Dopo la parte descrittiva, l’autore passa nel secondo capitolo a formulare i problemi con un approccio primariamente filosofico, che mostra la portata universalmente antropologica e non semplicemente e meramente religiosa della posta in gioco delle scelte bioetiche. L’autore esamina infatti i principi i presupposti filosofici includendo, per non rimanere nell' astratto, delle esemplificazioni concrete per le varie questioni poste.
Come già accennato, Thévenot prende avvio nella fondazione filosofica dall’ imperativo categorico kantiano. «Agisci sempre in modo tale che la massima del tuo agire possa essere universalizzata». Un medico non può demandare i suoi giudizi sull’arbitrio dei casi singoli; non può affermare che esistono al mondo solo casi singoli e che ognuno ha la sua morale. Facendo così trascurerebbe le regole deontologiche della sua professione non che la legislazione vigente.
La seconda massima kantiana afferma la necessità e l’obbligo morale di considerare la persona sempre come un fine. «Nella tua persona e in quella degli altri tratta sempre l’umanità non semplicemente come un mezzo, ma sempre come un fine».
Questi due principi invitano a una seria riflessione che sappia dosare la dimensione universale e la dimensione individuale, ovvero personale, della morale della vita. Thévenot ricorda che, giustamente, bisogna sempre seguire la propria coscienza, ma la coscienza può essere erronea e illusa, per questo è necessario che ci sia una continua e rinnovata formazione e illuminazione della stessa. Una morale responsabile si impegna continuamente a consolidare i propri fondamenti e a non accontentarsi di giudizi sommari e di buone intenzioni. Chiudersi in una morale delle buone intenzioni significa sostenere l’individualismo e appianare la via verso il relativismo e la normazione anche dell’immorale. «Significa altresì mutilare la realtà, che non è riducibile alla sola dichiarazione personale, ma è sempre dotata di un dinamismo proprio; e significa anche dar prova di ingenuità, in quanto sappiamo bene tutti che le nostre intenzioni sono sempre più o meno opache o cariche di illusioni, e in ogni caso raramente “pure” come si vorrebbe credere».

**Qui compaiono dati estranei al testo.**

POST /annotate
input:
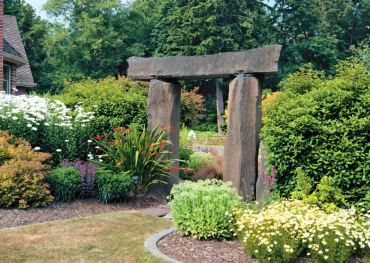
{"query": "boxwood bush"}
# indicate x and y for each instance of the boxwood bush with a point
(322, 127)
(203, 209)
(64, 183)
(113, 187)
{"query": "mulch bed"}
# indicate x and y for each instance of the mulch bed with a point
(60, 211)
(190, 250)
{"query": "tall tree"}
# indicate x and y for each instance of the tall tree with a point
(319, 31)
(195, 27)
(87, 40)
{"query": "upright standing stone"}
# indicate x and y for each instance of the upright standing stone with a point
(242, 142)
(164, 109)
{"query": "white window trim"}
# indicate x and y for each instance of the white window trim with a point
(8, 89)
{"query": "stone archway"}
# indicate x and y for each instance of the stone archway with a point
(248, 69)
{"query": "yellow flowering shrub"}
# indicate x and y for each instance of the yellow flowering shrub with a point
(281, 232)
(22, 172)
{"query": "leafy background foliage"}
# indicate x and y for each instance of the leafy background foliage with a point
(323, 128)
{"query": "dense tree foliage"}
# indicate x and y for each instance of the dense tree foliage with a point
(93, 38)
(320, 32)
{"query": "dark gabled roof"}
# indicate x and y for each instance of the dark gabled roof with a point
(13, 44)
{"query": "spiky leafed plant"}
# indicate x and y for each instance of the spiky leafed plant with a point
(142, 152)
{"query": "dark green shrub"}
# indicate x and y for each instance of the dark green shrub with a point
(64, 183)
(203, 209)
(324, 129)
(112, 187)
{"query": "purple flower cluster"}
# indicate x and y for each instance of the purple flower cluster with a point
(269, 179)
(88, 173)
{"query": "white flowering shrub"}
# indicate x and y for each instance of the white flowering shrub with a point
(281, 232)
(48, 125)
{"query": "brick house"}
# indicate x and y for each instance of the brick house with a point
(15, 71)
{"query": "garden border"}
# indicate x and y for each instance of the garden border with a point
(152, 241)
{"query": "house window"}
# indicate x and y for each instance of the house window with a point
(7, 87)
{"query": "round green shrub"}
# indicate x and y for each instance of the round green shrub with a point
(323, 129)
(64, 183)
(203, 209)
(113, 187)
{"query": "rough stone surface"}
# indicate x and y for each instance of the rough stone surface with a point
(260, 60)
(242, 143)
(164, 109)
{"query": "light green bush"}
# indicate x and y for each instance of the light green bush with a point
(324, 129)
(64, 183)
(203, 209)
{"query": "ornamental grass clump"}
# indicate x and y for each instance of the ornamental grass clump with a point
(141, 153)
(203, 209)
(283, 231)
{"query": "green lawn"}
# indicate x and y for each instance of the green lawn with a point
(113, 237)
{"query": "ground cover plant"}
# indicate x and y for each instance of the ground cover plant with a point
(87, 172)
(283, 231)
(48, 125)
(22, 172)
(320, 125)
(64, 183)
(203, 209)
(113, 187)
(141, 153)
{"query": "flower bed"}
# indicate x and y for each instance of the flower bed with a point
(48, 125)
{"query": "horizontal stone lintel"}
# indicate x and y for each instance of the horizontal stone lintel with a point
(253, 61)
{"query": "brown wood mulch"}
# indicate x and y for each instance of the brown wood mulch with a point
(190, 250)
(59, 211)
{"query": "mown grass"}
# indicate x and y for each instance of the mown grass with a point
(113, 237)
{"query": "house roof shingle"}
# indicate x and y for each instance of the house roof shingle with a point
(14, 46)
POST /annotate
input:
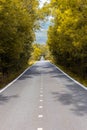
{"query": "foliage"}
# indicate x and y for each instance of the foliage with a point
(67, 37)
(40, 50)
(18, 22)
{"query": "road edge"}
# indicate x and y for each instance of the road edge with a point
(12, 82)
(84, 87)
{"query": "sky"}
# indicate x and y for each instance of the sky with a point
(41, 35)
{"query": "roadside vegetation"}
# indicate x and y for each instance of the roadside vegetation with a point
(67, 36)
(18, 21)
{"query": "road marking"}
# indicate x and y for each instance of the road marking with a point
(40, 107)
(41, 100)
(40, 116)
(41, 95)
(39, 128)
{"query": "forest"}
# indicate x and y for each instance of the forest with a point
(18, 22)
(67, 35)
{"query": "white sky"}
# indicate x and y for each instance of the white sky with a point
(41, 35)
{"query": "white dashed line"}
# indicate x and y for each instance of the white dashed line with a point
(40, 107)
(39, 128)
(41, 95)
(41, 100)
(40, 116)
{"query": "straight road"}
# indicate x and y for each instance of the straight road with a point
(44, 98)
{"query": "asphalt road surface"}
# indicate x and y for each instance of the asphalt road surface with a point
(43, 99)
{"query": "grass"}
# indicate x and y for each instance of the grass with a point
(74, 76)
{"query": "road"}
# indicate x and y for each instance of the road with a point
(44, 98)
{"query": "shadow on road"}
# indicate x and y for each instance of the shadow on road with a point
(5, 99)
(76, 98)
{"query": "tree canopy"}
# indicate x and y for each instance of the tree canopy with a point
(67, 36)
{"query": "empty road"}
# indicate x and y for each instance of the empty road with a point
(43, 98)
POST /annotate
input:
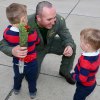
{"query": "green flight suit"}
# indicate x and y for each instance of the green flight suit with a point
(57, 39)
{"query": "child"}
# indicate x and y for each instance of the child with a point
(88, 63)
(17, 14)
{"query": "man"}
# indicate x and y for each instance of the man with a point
(55, 38)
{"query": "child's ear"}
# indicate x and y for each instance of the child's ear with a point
(22, 20)
(38, 18)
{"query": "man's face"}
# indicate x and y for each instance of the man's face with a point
(47, 18)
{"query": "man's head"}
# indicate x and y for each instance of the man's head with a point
(90, 39)
(45, 14)
(16, 13)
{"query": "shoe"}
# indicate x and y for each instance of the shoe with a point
(68, 78)
(33, 95)
(16, 92)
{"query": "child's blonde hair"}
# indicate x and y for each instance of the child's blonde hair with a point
(91, 36)
(15, 11)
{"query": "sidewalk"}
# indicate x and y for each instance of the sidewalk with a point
(79, 14)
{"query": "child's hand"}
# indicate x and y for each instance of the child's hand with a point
(20, 52)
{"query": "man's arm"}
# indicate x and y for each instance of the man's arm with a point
(5, 48)
(64, 34)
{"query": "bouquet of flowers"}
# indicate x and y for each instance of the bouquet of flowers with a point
(23, 42)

L’approccio personalistico dell’autore alle questioni poste fa sì che il suo libro, pur trattando di morale, non puzzi di moralismo. Pur presentando delle convinzioni chiare, la ricchezza primaria che il libro consegna al lettore non è quella delle risposte, ma della necessità di porsi le domande e di cogliere la complessità delle questioni etiche e bioetiche. Il tutto è fatto con semplicità e immediatezza, utile per il lettore interessato ad approfondire le questioni bioetiche di inizio e fine vita.